Despite the world’s efforts to destroy them, Wilhelminia and Gerhard keep each other alive. Born into the Royal House of Heidle, Wil and Gerdie are spares, the youngest and scrawniest children of the king of Northern Arrod, the world’s wealthiest nation. Wil, like her queen mother, is a restless wanderer, a child in love with the free air. Although Wil is also a champion for justice, a darkness lurks in her blood, a curse that has scarred her, leaving a birthmark. Gerdie, forever the pragmatist, believes that spells and curses are nonsense. A scientist who clings to logic, Gerdie thinks magic is a fairy tale. Ravaged by the Gray Fever when he was a boy and not expected to live, Gerdie is nearly blind in his left eye and wears metal braces to help him walk. Although he has a soft heart for his older sister who always nursed him back to health, he works with a genius frenzy in his lab, determined to solve any mystery and to uncover its scientific process.

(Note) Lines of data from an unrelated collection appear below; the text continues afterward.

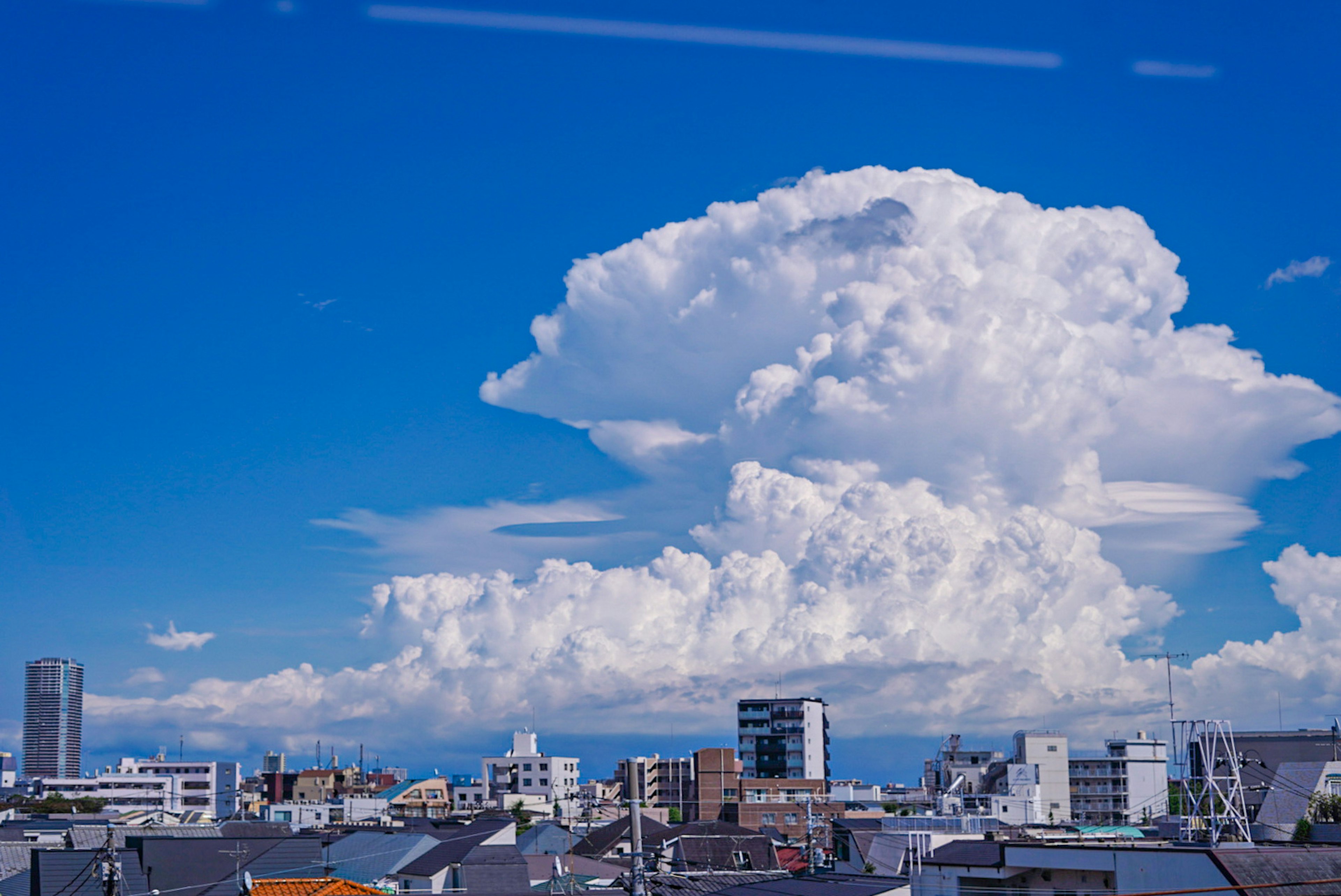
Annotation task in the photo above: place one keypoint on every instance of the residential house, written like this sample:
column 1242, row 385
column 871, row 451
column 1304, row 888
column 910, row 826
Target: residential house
column 1288, row 801
column 615, row 840
column 422, row 799
column 481, row 858
column 711, row 845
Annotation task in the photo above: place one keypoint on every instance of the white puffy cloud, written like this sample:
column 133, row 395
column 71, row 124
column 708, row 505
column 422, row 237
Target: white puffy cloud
column 175, row 640
column 931, row 407
column 1315, row 266
column 930, row 325
column 145, row 675
column 886, row 599
column 897, row 607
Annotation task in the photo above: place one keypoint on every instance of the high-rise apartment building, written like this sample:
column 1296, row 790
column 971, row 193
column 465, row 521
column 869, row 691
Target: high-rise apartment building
column 784, row 738
column 1126, row 785
column 1050, row 753
column 53, row 718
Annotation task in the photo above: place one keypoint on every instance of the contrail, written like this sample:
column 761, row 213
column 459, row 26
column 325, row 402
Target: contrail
column 721, row 37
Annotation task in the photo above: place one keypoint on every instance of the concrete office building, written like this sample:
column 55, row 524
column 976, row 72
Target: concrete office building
column 1126, row 785
column 1266, row 752
column 664, row 783
column 542, row 783
column 53, row 718
column 784, row 738
column 1049, row 752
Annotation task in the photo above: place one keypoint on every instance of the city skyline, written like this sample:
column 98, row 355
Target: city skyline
column 399, row 379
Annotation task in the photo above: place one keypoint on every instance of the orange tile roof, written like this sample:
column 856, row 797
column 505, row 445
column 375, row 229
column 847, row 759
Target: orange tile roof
column 312, row 887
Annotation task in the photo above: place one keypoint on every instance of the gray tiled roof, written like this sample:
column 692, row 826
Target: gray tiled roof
column 603, row 840
column 94, row 836
column 969, row 852
column 15, row 858
column 207, row 868
column 368, row 856
column 1277, row 864
column 69, row 872
column 867, row 886
column 699, row 884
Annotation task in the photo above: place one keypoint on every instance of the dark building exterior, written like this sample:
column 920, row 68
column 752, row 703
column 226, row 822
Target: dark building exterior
column 1264, row 752
column 53, row 718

Owen, the oldest of the Heidle children and heir to the throne, has an insatiable desire to learn everything he can about the world and its people. Consequently, he travels often and is a voracious reader. Present at his baby sister’s birth, he lovingly calls her Monster because of her bloody and white appearance marbled by purple veins and resembling “the undead monsters of the West” (186) in Owen’s eyes. Because Owen wished to distract her from worry and to drag her from her vigil at Gerdie’s bedside when he later grew sick, Owen taught Wil to shoot an arrow, to excel with short and long-range weapons, to engage in hand-to-hand combat, to bridge a size disadvantage, and to evade an attacker. These combat training sessions serve the princess well when she visits the Port Capital, where she ventures, disguised as a courtier, to smuggle raw powders and chemicals for Gerdie’s cauldron. Although Gerdie doesn’t have the heart to destroy anything, he loves making weapons, perfecting them or creating something that has never before existed, and Wil enjoys the adventures. In fact, Wil is determined to grow past her feminine upbringing, to live a life beyond the poise and braids and billowing skirts of a privileged princess. To avoid having her brain puddle in her skull over gentle sensibilities and pretty things, Wil flirts with danger and intrigue.
On one occasion, while Wil and Gerdie are exploring a Wanderers’ Camp east of the river, Wil is attacked by a black market vendor from whom she previously stole some tallim. In her terror, Wil attacks and kills the man, turning him to stone: ruby, to be precise.
As Wil experiments with what she considers a curse and as Gerdie attempts to cure her, Wil discovers that whenever her heart beats fast and her adrenaline spikes, life turns to stone in her fifteen-year-old hands. Determined to help his sister and to protect her secret from their father, who will likely exploit it out of greed and a hunger for power, Gerdie fashions a pair of gloves from an alchemized formula that behaves like flexible armor. Owen, afraid of how King Heidle might use his sister as a tool for war, promises to find out what he can from a marveler named Pahn. But Wil can’t wait, and sets off to find Pahn on her own, with Owen in pursuit.
Wil’s search has grave consequences, which result in banishment and danger for Wil, who discovers that smiles are the easiest lie. Saying little and smiling in lieu of conversation, Wil keeps her multiple secrets as she searches. Her journey takes her to the Southern Isles, King Zinil’s kingdom whose borders are closed in preparation for war: no imports, no exports, and no word escape the reclusive king’s dominion.
Here, she meets the banished prince, Loom Raisius, who seems immune to Wil’s deadly power. Disowned for wanting to help his own people, Loom believes that a kingdom shouldn’t be blamed for the mistakes of its king and wishes to kill both royal families out of love for the countrymen that his father is destroying with his stubbornness and greed and to stop the war being initiated by the North. Ironically, Wil finds herself attracted to the dark and mysterious Loom, despite his murderous intentions and his selfish ideas for how to use Wil’s power.
While attempting to survive this dark paragraph in her once-upon-a-time fairy tale life, Wil encounters first Zay and then Espel—two conniving women who also have a relationship with Loom. All three of these strong females are willing to fight for their convictions and to save those they love.
With The Glass Spare, author Lauren Destefano weaves a tale of intrigue, betrayal, and surprises—one with a cliff-hanger ending that hints at a sequel. Although it is a fantasy, the book shares some very real truths, namely that what we hear doesn’t have to be what we believe, that fear can take on many forms, and that silence is not the absence of presence but its own presence. The novel also shares the historical fact about royalty and their fear of family portraits. For centuries, world leaders had agreed that “revealing portraits and photographs of royal children was a safety risk, opening royal families up to kidnapping for negotiations and revenge” (290).